Fig 5. TgFBXL2 localizes to a perinucleolar compartment.

(A). ^HATgFBXL2-expressing parasites and parental TATiΔKu80 were fixed and stained to detect ^HATgFBXL2 (αHA), plasma membrane (SAG1) and DNA. Arrows indicate ^HATgFBXL2 staining in areas staining weakly with DAPI. Bars = 1 μm. (B). ^HATgFBXL2 and parental TATiΔKu80 tachyzoites were fixed and stained to detect ^HATgFBXL2 (αHA), nucleolus (SytoRNA) and DNA. Arrow highlights a parasite nucleus with ^HATgFBXL2 staining surrounding the nucleolus. Bars = 2 μm. (C). ^HATgFBXL2-expressing parasites were fixed and stained to detect ^HATgFBXL2 (αHA), and Histone H3 (αH3). Shown are still images from a movie of 3D rendering available as supplemental data. Bars = 0.5 μm.

Fig 6. Loss of TgFBXL2 upregulates pre-sexual specific genes involved in sexual commitment.

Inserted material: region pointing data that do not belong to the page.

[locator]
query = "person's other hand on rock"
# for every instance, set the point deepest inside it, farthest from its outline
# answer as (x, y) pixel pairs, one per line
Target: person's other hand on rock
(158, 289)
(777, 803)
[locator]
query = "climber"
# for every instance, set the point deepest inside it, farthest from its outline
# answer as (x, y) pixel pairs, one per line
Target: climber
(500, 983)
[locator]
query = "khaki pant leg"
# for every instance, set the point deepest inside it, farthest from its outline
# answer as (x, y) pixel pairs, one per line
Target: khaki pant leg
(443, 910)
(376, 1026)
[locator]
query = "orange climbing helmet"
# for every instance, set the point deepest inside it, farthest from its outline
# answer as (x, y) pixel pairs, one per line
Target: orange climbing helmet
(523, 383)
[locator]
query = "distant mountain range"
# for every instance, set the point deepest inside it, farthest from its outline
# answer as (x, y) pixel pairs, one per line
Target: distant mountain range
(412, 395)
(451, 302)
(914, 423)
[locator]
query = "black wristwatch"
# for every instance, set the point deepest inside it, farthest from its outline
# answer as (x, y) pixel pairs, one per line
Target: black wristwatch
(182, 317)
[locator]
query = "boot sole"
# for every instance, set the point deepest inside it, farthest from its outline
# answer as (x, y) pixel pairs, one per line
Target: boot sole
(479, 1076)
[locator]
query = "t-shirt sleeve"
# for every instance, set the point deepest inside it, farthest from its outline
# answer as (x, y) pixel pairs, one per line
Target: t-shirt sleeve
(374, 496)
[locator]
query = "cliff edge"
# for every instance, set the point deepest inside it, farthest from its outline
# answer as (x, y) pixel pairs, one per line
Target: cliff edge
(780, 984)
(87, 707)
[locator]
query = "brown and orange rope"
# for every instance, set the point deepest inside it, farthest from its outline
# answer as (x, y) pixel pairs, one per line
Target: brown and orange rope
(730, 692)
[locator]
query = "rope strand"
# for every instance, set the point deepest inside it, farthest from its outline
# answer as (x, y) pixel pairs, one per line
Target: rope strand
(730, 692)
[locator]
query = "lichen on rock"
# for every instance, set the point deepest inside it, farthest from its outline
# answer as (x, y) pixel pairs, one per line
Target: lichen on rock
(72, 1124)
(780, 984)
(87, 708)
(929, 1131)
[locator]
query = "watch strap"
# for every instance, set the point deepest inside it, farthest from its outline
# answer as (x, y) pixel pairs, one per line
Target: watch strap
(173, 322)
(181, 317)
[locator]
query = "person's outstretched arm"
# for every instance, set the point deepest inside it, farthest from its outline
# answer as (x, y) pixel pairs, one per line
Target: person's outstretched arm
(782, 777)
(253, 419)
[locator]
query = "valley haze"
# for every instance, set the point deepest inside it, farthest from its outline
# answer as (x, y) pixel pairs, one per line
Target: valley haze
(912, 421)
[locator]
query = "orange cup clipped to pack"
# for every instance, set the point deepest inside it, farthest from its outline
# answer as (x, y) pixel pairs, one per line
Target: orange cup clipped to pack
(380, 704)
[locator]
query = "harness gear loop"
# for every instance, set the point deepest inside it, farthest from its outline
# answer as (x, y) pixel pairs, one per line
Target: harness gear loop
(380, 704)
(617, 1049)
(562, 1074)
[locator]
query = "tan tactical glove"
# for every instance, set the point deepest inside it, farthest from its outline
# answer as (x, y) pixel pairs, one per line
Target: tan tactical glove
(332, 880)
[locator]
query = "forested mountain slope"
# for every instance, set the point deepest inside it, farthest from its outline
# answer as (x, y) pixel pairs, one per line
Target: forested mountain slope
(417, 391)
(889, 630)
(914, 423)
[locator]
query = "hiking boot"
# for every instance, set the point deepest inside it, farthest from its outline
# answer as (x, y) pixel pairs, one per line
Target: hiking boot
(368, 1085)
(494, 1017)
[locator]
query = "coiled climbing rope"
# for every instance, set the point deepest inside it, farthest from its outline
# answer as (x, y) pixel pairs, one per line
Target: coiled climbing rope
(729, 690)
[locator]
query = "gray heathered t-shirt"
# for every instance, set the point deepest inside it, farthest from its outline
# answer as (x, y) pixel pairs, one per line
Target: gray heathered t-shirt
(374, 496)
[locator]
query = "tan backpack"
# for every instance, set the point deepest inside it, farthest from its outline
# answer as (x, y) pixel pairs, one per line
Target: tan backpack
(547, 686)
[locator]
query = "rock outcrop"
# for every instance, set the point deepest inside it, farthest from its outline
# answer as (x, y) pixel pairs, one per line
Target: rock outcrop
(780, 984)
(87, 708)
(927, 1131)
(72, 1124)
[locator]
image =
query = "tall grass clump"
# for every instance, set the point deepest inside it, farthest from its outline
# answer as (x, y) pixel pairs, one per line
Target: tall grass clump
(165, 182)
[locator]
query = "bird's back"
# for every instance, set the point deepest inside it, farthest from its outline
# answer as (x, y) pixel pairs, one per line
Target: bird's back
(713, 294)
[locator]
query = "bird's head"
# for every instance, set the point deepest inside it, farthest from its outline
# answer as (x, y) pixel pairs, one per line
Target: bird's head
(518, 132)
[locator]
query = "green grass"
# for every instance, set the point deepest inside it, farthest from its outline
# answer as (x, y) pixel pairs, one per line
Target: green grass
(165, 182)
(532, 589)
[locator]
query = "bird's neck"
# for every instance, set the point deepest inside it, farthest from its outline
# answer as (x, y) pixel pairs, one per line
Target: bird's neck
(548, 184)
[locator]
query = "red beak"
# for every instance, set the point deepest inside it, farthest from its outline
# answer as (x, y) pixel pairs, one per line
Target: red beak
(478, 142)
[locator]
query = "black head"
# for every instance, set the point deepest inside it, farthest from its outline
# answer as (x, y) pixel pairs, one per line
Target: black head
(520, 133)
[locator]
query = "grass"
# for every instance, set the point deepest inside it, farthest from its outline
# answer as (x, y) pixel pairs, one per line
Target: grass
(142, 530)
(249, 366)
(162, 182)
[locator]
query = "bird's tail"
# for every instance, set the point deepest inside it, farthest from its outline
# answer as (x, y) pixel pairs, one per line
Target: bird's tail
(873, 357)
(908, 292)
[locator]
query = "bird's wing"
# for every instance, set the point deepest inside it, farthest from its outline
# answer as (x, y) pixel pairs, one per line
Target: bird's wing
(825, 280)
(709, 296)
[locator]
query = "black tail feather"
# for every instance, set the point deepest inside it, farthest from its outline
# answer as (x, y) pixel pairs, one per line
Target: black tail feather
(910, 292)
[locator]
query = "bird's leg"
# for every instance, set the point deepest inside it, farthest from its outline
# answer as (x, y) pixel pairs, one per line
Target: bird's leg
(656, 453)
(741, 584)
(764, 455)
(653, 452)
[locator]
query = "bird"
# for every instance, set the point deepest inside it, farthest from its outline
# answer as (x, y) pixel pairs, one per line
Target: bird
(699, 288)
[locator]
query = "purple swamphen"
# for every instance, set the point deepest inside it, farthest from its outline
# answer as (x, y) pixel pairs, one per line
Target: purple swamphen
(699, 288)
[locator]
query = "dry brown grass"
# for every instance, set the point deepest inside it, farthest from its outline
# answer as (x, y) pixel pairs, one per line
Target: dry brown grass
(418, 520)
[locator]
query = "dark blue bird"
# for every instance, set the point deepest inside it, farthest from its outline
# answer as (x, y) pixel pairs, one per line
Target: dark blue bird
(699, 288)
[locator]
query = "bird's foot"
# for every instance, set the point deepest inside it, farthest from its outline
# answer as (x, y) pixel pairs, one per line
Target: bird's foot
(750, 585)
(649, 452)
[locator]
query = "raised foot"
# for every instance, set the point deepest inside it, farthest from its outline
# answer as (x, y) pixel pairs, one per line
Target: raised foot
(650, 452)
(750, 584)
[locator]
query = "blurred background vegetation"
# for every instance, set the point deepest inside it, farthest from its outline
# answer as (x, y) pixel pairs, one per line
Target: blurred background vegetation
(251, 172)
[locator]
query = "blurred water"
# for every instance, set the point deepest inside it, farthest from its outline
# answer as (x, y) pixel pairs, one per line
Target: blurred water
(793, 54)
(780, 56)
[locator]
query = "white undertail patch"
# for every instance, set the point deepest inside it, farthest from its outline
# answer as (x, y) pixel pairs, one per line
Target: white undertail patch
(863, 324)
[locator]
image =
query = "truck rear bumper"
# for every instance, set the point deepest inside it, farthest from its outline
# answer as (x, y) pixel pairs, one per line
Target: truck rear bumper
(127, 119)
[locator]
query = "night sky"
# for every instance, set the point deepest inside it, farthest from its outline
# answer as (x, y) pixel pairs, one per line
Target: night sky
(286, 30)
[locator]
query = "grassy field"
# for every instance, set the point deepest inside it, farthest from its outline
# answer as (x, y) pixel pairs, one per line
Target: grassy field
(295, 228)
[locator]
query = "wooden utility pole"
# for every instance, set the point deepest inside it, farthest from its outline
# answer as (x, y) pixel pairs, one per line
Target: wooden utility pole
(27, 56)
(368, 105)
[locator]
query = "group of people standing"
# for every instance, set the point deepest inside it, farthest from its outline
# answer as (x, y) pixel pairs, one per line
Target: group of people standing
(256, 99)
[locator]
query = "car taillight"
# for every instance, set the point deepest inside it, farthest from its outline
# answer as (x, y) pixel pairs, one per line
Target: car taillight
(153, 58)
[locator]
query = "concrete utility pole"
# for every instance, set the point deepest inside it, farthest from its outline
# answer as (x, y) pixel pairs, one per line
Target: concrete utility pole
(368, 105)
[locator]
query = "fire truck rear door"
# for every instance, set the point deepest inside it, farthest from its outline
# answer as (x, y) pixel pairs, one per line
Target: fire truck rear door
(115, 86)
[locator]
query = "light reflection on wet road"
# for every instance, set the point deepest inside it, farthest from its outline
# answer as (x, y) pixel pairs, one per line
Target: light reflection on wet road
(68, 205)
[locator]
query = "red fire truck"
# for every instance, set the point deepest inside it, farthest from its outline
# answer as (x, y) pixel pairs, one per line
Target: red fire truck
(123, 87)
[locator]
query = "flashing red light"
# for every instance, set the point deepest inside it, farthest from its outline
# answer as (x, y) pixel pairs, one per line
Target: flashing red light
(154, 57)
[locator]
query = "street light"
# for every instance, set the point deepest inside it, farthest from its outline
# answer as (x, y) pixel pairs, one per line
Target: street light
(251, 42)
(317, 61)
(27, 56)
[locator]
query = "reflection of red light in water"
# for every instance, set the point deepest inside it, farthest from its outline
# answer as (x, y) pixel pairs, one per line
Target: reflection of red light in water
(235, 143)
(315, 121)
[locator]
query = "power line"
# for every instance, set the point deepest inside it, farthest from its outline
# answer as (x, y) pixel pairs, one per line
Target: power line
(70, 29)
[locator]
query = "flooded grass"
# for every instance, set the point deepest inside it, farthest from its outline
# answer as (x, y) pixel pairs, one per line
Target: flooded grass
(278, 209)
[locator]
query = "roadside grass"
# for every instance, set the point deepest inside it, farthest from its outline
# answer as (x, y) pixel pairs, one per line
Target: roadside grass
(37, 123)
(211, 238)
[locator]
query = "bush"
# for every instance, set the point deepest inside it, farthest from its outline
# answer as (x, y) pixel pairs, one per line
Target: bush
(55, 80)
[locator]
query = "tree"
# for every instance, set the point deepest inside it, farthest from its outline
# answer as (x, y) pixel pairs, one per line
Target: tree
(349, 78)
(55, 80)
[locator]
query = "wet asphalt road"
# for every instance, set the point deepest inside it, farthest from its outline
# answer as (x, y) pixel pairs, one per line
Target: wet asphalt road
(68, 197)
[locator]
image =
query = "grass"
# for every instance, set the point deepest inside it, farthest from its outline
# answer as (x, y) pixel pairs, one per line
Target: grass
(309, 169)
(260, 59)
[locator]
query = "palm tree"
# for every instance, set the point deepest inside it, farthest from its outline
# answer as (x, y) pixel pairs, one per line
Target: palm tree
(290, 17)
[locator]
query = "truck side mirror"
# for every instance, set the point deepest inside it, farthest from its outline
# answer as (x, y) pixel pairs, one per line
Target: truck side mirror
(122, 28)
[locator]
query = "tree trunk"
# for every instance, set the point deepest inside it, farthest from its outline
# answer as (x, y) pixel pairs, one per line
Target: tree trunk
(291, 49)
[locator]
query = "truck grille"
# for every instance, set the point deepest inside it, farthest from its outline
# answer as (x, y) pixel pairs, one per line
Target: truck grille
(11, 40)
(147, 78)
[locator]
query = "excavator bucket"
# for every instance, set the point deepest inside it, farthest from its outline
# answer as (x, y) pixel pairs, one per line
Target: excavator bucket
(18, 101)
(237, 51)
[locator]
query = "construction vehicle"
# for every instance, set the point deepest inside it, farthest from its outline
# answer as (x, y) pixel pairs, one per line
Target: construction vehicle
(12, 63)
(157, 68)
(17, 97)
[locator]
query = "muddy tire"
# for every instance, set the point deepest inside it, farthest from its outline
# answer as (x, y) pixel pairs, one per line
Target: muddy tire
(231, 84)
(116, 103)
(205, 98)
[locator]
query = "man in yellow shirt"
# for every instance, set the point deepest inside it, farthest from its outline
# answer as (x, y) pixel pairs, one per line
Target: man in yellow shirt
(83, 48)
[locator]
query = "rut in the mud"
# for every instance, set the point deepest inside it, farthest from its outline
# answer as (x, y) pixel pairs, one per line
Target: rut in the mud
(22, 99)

(A). Volcano plot displaying gene expression variations between the ^HATgFBXL2 parasites grown ± ATC for 24 h or 48 h (n = 1549, S2 Table). The red and green dots indicate those transcripts whose abundances are significantly down- and up-regulated genes, respectively, at 48 hpi, using adjusted P <0.01 (Bonferroni-corrected) and ± 2-fold change as the cut-off threshold. (B). Gene ontology for cellular component (CC) annotation of up-regulated genes in ^HATgFBXL2-depleted parasites. (C). Venn diagram comparing genes modulated by ^HATgFBXL2 to MORC or expressed by enteroepithelial stages parasites (EES). (D & E). Venn diagrams illustrating overlap between ^HATgFBXL2-upregulated genes (n = 355) and the RNAs expressed by merozoites, sporozoites, and bradyzoites.

Fig 7. Merozoite specific proteins GRA80 and ROP26 are expressed in TgFBXL2-depleted parasites.

(A). ^HATgFBXL2 parasites grown for 24 h or 48 h ± 1μg/ml ATC were fixed and stained to detect GRA80, IMC1 and DNA. (B). ^HATgFBXL2 parasites grown for 24 h or 48 h ± 1μg/ml ATC were fixed and stained to detect ROP26, IMC1 and DNA. Bars = 1 μm. (C and D). Quantification of ^HATgFBXL2 parasites expressing either GRA80 or ROP26 respectively. *, P < 0.001 One-Way ANOVA.

Fig 8. TgFBXL2 and MORC/HDAC3 do not interact.

(A). ^HATgFBXL2-expressing parasites were fixed and stained to detect ^HATgFBXL2 (αHA), and MORC. (B). ^HATgFBXL2-expressing parasites were fixed and stained to detect ^HATgFBXL2 (αHA) and HDAC3. Bars = 0.5 μm. (C). ^HATgFBXL2 parasites were grown for 24 h in the presence of either 100 nM FR235222 or DMSO as vehicle control. Cells were fixed and stained to detect ^HATgFBXL2 (aHA), SAG1 and DNA. (D&E). ^HATgFBXL2 parasites were grown for 48 h ± 1 μg/mL ATC. Cells were fixed and stained to detect DNA, SAG1 or either HDAC3 (D) or MORC (E).